Wiki Unspecified codes and medical records

Messages
3
Location
Portland, OR
Best answers
0
Hello. Relatively new to the coding world and experiencing some confusion on our team regarding the use of unspecified codes that have previously been used in the patient's past medical record/history as a specified version. (Example: Unspecified A-Fib for this encounter, but the pt has numerous, previous encounters: office visits, procedures, etc. with a Chronic A-Fib code)

Are we allowed to change the existing unspecified code to the specified version if there is medical record documentation?

I am also stating for the purpose of this particular example, I do also understand that the documentation must reflect that (chronic) condition. In my specialty, (cardiology) the providers tend to drop the encounter with the unspecified codes as a default, just to get them into the queue and from there we are to specify. I am trying to clarify that I CAN or CANNOT use a pt's past medical record to extract a specified code and change it.

Thanks so much in advance!!!! :)
 
You can only use the documentation for the current stay or visit to code that encounter. If the current documentation is coded as unspecified yet the provider documents specificity then yes you can change the code. However if you have to go to previous visits/encounters to obtain that specificity then no you cannot do that.
 
Coming into this conversation late but we just had this same issue come up in a billing meeting yesterday. Do you happen to know a resource that I can provide my Director that will support changing the unspecified dx according to the supporting documentation on the current encounter rather than having to query the physician?
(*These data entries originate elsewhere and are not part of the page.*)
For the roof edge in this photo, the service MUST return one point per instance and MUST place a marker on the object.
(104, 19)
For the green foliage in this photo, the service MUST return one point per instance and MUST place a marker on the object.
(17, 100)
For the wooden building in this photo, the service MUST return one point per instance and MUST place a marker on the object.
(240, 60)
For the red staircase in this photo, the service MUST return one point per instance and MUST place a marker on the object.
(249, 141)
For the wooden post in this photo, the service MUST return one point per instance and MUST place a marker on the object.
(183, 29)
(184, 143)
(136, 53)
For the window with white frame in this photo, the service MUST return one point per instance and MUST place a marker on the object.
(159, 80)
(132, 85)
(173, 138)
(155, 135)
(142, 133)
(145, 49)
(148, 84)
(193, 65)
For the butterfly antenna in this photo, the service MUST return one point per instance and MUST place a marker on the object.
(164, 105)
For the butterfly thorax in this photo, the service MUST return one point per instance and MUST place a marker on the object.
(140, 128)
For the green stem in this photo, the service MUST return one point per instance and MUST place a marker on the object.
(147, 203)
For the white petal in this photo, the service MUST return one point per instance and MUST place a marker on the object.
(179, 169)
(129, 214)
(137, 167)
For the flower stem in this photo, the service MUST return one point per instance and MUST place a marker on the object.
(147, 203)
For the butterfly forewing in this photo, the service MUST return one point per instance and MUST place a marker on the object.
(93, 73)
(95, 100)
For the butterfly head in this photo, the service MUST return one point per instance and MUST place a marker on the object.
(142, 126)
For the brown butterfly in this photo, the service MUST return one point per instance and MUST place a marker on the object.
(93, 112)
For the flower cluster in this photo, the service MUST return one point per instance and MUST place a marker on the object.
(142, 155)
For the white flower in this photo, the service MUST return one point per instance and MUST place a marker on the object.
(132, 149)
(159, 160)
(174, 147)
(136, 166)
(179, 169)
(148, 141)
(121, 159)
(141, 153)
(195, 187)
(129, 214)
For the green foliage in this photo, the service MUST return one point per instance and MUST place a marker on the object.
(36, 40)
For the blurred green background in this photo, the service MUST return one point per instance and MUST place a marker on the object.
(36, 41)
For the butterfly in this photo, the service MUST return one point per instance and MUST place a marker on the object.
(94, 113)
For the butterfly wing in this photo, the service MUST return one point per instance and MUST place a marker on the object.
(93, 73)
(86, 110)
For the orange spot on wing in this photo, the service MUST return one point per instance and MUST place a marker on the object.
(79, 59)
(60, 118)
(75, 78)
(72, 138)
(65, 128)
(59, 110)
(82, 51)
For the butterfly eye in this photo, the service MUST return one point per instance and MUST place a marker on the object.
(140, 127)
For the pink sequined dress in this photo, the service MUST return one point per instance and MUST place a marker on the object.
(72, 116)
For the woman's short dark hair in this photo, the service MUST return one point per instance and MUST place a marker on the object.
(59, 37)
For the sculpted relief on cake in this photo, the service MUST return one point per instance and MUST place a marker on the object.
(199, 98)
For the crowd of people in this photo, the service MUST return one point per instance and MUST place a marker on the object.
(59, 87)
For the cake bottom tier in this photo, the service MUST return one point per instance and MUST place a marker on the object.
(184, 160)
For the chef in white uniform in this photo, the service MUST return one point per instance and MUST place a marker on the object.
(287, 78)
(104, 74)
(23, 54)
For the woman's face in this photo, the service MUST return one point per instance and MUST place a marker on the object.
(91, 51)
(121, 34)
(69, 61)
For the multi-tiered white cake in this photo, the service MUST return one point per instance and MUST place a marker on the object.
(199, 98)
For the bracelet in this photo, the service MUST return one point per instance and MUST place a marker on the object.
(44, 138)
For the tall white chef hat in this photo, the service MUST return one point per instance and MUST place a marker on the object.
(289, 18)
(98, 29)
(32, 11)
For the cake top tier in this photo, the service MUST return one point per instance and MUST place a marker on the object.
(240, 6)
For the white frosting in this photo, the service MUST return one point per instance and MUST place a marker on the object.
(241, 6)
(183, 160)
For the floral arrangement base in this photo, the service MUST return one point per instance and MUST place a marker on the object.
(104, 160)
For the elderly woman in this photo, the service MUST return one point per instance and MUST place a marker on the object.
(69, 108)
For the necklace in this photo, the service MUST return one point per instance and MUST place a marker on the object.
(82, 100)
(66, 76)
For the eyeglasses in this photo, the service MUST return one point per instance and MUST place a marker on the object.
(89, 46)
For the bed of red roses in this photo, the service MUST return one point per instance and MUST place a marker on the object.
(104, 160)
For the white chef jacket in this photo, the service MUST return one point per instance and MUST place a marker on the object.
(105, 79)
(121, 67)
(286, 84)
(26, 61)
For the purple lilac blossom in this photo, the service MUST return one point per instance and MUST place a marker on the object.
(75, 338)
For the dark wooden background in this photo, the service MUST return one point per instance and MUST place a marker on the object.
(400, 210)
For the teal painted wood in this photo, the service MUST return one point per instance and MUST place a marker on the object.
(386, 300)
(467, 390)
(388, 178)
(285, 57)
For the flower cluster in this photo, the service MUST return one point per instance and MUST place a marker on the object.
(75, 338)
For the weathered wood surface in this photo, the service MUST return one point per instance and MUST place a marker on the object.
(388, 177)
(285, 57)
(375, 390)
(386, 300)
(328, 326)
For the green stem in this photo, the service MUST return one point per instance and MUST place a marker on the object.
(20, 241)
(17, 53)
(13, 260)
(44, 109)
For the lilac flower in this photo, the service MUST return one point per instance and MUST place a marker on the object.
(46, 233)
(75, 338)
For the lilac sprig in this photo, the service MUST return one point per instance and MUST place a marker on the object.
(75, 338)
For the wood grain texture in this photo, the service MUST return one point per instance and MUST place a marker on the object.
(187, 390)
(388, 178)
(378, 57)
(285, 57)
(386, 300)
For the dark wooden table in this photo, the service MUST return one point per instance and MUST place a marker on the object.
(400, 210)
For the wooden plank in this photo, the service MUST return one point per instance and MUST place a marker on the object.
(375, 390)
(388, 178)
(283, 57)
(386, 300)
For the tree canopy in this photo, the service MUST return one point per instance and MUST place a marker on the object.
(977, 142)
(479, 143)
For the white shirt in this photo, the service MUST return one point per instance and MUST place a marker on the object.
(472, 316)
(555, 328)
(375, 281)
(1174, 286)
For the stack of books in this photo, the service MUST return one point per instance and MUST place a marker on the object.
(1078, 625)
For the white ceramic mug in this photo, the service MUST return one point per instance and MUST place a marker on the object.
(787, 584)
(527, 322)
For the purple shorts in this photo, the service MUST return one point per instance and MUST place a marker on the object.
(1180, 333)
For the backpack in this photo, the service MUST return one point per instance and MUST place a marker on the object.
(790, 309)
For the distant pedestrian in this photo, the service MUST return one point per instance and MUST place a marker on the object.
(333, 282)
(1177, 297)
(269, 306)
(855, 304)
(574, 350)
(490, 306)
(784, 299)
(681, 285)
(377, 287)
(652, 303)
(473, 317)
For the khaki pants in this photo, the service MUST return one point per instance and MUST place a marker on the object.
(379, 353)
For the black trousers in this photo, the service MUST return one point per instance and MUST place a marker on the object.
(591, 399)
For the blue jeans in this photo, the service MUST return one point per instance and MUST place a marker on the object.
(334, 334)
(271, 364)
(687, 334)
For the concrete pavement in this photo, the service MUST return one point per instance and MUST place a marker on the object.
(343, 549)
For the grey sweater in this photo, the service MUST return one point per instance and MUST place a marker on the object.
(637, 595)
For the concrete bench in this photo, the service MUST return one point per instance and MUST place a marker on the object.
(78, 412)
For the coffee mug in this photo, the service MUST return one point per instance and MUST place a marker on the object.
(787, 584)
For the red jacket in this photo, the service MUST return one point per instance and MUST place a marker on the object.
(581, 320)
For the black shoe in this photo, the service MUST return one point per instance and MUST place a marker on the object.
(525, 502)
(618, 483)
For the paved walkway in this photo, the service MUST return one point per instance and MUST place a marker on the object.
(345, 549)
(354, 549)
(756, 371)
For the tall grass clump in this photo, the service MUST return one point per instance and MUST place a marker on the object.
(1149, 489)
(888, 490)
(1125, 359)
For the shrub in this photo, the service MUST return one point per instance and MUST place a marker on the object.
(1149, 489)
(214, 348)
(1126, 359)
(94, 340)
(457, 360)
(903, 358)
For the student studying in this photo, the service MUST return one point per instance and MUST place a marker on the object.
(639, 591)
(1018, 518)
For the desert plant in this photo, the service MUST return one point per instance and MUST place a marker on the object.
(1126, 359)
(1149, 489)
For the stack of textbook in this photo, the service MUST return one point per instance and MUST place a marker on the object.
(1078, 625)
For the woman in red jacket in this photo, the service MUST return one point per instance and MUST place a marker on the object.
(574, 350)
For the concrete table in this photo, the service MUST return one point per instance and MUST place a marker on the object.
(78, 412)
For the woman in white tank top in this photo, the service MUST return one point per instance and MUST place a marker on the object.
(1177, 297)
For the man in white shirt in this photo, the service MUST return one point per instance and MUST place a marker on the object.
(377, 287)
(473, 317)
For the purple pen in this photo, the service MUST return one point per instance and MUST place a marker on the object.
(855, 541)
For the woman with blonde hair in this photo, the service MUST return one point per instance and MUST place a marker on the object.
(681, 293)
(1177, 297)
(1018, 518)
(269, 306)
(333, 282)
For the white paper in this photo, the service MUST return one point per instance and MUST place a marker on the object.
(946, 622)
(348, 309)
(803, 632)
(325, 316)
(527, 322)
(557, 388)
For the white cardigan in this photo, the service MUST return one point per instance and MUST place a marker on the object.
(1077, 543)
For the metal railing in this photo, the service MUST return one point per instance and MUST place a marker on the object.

Any help is greatly appreciated!
 
From my experience, whether or not a coder or biller may change a code from the physician (as long as it's in the documentation) is strictly a policy of the organization you work for. Obviously, you cannot change a code that is not documented. But oftentimes as the original poster stated, the physicians simply pick the first code that is close, regardless of whether it is 100% accurate. Small practices not owned by a larger system, it will depend on what the physician prefers, which is typically as little involvement as possible. Larger healthcare organizations will typically permit certified coders, but not billers, to change codes already in documentation without a query to the provider. It's easier for everyone involved, and facilitates submitting a claim faster.